Por motivos distintos, esses dois grupos acreditam que não: Dilma não é Lula.
Os petistas engajados no neo-sebastianismo creem que Lula possui "habilidade política" superior, um eufemismo para louvar o desembaraço do ex-presidente na arte da distribuição de fragmentos da máquina pública aos "companheiros".
Os empresários empenhados na mesma campanha, por sua vez, elogiam o "pragmatismo" lulista, que deve ser traduzido como um desprezo básico por qualquer tipo de convicção ideológica –- e uma propensão irrefreável a distribuir a bolsa-empresário do BNDES aos magnatas "companheiros".
De certo modo, uns e outros têm razão.
Dilma pode não ser a gerente perfeita, uma lenda que sobrevive apenas entre fanáticos oficialistas, mas conserva uma ética gerencial fundada no conceito de eficiência absolutamente estranha a Lula.

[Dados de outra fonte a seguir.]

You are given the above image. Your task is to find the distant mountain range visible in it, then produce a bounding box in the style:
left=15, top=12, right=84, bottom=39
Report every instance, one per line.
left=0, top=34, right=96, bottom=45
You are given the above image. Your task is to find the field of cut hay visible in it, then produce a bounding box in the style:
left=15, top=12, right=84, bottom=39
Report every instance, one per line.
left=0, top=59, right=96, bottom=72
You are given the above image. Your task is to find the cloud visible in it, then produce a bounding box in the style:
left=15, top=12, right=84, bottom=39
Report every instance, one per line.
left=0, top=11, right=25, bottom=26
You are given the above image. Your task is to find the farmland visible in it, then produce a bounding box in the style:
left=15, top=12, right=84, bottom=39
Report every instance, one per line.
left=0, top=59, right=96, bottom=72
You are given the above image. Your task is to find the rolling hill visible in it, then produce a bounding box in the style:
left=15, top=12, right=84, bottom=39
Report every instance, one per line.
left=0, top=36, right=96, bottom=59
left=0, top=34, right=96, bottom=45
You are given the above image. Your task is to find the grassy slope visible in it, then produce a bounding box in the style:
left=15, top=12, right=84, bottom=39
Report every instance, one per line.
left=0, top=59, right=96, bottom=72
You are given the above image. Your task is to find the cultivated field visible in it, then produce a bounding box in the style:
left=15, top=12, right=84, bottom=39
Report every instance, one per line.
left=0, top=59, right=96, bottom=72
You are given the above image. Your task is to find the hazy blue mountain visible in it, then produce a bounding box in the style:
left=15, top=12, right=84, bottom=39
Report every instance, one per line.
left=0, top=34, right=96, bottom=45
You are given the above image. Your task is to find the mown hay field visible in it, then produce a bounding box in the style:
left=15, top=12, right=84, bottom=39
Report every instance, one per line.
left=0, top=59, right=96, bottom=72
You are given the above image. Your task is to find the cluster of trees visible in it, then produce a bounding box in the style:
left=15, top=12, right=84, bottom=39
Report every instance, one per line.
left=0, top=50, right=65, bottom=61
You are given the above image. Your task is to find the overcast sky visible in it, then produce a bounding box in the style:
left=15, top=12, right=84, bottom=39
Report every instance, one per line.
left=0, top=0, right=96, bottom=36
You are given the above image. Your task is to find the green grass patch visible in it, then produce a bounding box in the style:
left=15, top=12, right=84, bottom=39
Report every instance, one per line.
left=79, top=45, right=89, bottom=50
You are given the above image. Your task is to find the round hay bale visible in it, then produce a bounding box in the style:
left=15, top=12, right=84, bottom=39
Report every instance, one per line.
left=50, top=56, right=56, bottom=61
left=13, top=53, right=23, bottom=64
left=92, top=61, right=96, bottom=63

A substituição do militante Gabrielli pela administradora Graça Foster na Petrobras é uma prova dramática da diferença.
Ao mesmo tempo, Dilma acredita realmente no modelo do capitalismo de Estado.
Oriunda do brizolismo, petista da undécima hora, a presidente nutre uma desconfiança fundamental em relação ao mercado.
Não é fortuito que, resistindo às pressões de Lula, ela tenha bancado a permanência de um cambaleante Guido Mantega na pasta da Fazenda.
Lula só acredita no que serve às suas conveniências de poder: o ex-presidente pode ser "mercadista" ou "estatista", conforme as circunstâncias.
Dilma também pode ser "mercadista", mas apenas a contragosto, premida pela conjuntura -– ou por Lula.
É por isso que a ala "desenvolvimentista" do PT prefere Dilma a Lula.
André Singer, um arauto dessa ala, justificou a preferência em coluna publicada na Folha (9/11/13).
Caracteristicamente, o texto descrevia uma suposta conspiração dos "donos do dinheiro", conduzida pela afinada "orquestra" do mercado financeiro (o FMI, a revista "Economist" e a agência Moody's) contra o indômito governo Dilma.
E, como conclusão, sugeria que Lula desempenhava um papel na macabra trama "mercadista".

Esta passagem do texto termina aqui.